McCarty has been working on the Pulse Portal since March, which will be composed of dichroic acrylic sheets forming an arch that reaches 16 feet in the air.

He has three iron workers and two lighting experts helping him complete the portal.

"I think the experience of looking into the portal will be like gazing into an infinity, but instead of seeing the end, infinity is staring back at you," McCarty said.

Already four couples from countries all over the world, including France, England and Australia, have contacted him about getting married under the arch during the weeklong event.

The project is by far the biggest for the artist, who also works on projection mapping for concerts.

To prepare for the desert-based week, which has grown into one of the most culturally significant events of the year for many in the arts and tech scenes, McCarty met with structural engineers to run tests on whether his creation could withstand winds of up to 100 miles per hour.

"It's like building a mini building, almost, in the level of complexity," he said.
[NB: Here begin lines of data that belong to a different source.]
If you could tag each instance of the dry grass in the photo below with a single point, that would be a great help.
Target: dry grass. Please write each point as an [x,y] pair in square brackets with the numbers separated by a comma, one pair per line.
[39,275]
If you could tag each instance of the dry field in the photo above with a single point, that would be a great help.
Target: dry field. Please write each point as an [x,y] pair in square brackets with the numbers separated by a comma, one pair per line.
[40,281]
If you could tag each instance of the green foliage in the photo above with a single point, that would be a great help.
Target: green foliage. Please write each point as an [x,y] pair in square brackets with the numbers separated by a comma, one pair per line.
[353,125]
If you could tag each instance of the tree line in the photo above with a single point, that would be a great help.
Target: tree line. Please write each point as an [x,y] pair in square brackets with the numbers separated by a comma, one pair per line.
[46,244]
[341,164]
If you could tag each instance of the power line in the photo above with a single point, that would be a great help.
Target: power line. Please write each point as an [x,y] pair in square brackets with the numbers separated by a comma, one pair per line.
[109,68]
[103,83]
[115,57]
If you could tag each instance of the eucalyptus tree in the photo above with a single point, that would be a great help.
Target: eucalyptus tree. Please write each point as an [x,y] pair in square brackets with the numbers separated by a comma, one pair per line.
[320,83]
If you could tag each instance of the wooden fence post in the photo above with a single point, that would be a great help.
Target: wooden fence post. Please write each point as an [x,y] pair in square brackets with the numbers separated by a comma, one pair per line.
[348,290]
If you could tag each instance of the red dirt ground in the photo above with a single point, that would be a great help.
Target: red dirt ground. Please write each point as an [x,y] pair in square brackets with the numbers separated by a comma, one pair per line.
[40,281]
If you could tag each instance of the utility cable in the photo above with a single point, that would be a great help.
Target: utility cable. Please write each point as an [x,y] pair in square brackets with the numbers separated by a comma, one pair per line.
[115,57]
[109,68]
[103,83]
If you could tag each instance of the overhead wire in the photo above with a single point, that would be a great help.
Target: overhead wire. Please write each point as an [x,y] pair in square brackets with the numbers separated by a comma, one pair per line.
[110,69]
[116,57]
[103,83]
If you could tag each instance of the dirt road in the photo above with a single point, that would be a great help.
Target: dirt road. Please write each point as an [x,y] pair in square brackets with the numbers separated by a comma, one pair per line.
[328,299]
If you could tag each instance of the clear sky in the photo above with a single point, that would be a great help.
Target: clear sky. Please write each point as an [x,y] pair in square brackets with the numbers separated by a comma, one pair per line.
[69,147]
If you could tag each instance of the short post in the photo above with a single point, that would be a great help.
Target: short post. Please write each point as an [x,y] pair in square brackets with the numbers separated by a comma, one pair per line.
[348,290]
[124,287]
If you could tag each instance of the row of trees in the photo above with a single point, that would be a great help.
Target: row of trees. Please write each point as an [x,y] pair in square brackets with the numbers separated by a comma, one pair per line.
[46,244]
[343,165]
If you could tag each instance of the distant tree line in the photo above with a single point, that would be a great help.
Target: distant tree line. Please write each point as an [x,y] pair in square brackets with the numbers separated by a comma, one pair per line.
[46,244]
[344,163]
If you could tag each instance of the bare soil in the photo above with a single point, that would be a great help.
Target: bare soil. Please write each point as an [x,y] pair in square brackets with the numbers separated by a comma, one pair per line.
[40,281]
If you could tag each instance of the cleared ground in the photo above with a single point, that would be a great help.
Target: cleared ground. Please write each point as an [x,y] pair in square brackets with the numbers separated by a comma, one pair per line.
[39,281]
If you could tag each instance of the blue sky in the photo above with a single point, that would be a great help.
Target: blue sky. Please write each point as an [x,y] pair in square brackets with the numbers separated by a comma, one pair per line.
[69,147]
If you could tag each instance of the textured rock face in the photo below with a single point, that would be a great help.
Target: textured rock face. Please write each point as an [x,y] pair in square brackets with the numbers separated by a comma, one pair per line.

Burning Man, which is held the last week in August, will be attended by about 70,000 people and is capped off with the burning of a giant wooden "man" at the end of the week.

Many artists who create works for Burning Man choose to burn their pieces at the end of the week with the wooden man.
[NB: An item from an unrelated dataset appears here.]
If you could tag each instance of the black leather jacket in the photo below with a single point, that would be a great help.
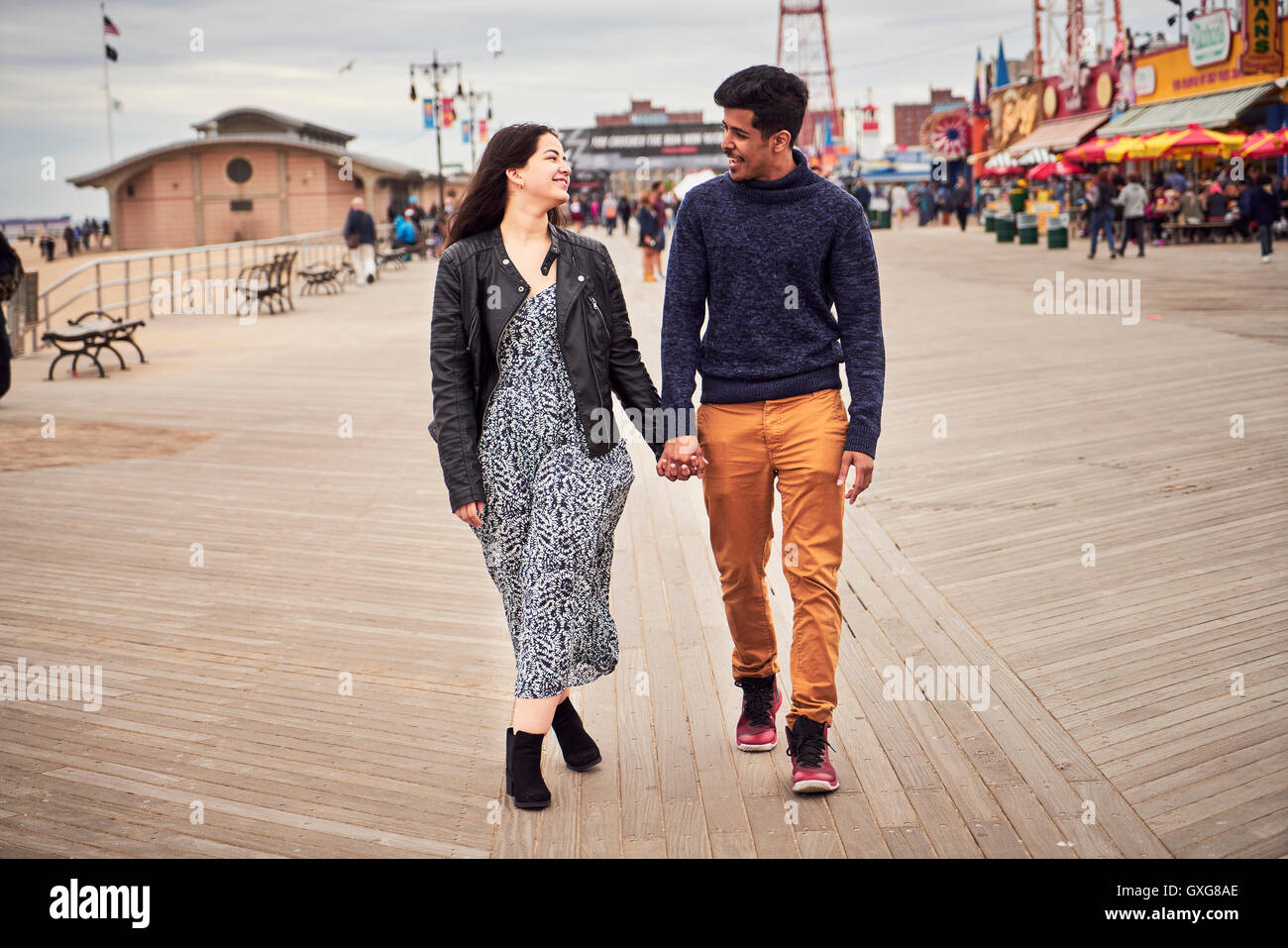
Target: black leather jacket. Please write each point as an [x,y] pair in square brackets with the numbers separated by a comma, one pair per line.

McCarty said he doesn't plan to burn his arch, rather he hopes it has a second life.

"A lot of people burn their work, and there is an important emotional reason for that, but for me, I really don't like to see the work burned," he said. "I prefer to see it reused and repurposed."

That could mean having it displayed at another festival or repurposing parts of the arch into another sculpture.

Either way, McCarty said he feels like this is a step into a new part of his life.

"The best time to plant a tree was 20 years ago, the next best time is this afternoon," he said. "That’s where I’m at with this."